South Africa’s Forest Resource Base
South Africa’s forest land covers just over 40 million ha (about 36,7%) of the country’s total land area of 122 million hectares. Despite its “low forest cover” status, South Africa ranks as the third most biodiverse country in the world. The South African forestry sector is a reliable source of employment, with plantation forestry employing approximately 166 000 people and a further 63 000 in downstream processing plants. It has been calculated that the dependants of the forestry sector employees are approximately 1,2 million people.
South Africa has the highest percentage of proportional area of certified plantations in the world. About 82% of commercial plantation areas in South Africa have achieved the global Forest Stewardship Council certification. The history of forestry in South Africa is a remarkable story of the parallel actions of protecting a very small indigenous resource, while creating the substitute plantation resource that has satisfied the demands of a growing population, and creating an export-oriented and competitive industry.
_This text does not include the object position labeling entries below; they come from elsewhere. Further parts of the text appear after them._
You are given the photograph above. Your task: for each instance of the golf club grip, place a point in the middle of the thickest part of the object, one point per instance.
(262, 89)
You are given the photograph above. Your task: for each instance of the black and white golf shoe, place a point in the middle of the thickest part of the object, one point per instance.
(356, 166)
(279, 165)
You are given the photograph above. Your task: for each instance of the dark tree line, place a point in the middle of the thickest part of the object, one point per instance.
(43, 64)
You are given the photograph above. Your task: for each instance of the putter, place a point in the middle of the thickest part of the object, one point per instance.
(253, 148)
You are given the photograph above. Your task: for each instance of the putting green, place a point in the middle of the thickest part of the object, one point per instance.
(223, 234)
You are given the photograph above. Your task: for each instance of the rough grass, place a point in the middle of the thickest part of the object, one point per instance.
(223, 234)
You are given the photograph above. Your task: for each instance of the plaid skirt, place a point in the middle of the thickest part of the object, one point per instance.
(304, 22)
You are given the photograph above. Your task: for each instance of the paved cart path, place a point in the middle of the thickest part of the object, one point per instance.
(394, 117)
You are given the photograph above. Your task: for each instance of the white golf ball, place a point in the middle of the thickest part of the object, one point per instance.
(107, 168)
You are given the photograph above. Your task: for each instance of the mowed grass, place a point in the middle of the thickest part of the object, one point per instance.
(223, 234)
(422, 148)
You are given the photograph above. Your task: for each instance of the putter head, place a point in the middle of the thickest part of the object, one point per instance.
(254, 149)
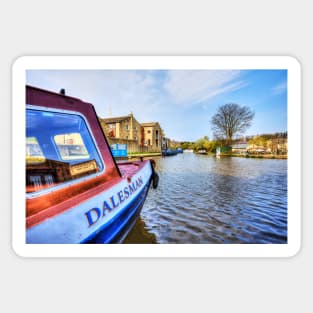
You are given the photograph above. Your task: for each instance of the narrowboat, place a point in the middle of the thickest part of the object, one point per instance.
(169, 152)
(76, 192)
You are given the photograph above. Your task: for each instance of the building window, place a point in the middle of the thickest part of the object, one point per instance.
(59, 149)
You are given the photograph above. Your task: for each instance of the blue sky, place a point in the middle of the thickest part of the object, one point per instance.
(182, 101)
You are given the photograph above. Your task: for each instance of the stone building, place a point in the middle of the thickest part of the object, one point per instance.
(140, 137)
(153, 135)
(123, 127)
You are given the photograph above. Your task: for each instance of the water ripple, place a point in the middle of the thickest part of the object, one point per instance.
(202, 199)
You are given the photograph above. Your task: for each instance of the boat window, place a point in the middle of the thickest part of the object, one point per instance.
(59, 149)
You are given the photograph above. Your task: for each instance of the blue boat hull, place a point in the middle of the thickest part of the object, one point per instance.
(119, 227)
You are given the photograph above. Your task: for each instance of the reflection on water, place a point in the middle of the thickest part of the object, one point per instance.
(202, 199)
(139, 234)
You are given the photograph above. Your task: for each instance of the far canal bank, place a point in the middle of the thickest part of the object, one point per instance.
(204, 199)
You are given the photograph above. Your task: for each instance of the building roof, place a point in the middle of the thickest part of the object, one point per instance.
(150, 124)
(115, 119)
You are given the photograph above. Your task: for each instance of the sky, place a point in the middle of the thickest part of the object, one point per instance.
(182, 101)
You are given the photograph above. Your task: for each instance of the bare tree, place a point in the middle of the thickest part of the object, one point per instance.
(231, 119)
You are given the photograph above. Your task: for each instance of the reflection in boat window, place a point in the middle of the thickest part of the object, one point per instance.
(59, 148)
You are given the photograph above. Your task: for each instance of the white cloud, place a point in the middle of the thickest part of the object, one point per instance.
(280, 88)
(193, 86)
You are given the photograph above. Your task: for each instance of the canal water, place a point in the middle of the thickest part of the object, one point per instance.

Forestry has supported a vital rural industry, contributed to the growth of infrastructure, expanded technology into remote rural regions, and substantially grown human capital through an integrated and adaptive programme of research and innovation, a blend of “scientific indigenous forest management and plantation forest”.
This coherent programme involved parallel but integrated programmes of genetics, silviculture, forest management technology, and wood product development, and this eased the burden on natural forests. Continuous innovation that focused on silvicultural practices and technology, and the quest for timber quality improvement culminated in products suited to market needs and the innovation continues today. The commercial forest sector has been proactive, leading the world in certification and adapting to the special social requirements in South Africa, hence supplying the market with certified products derived from sustainably managed forests.
Some private forestry companies are on a drive to empower poor communities through outgrower schemes whereby emerging tree growers are supported in managing their small-scale plantations.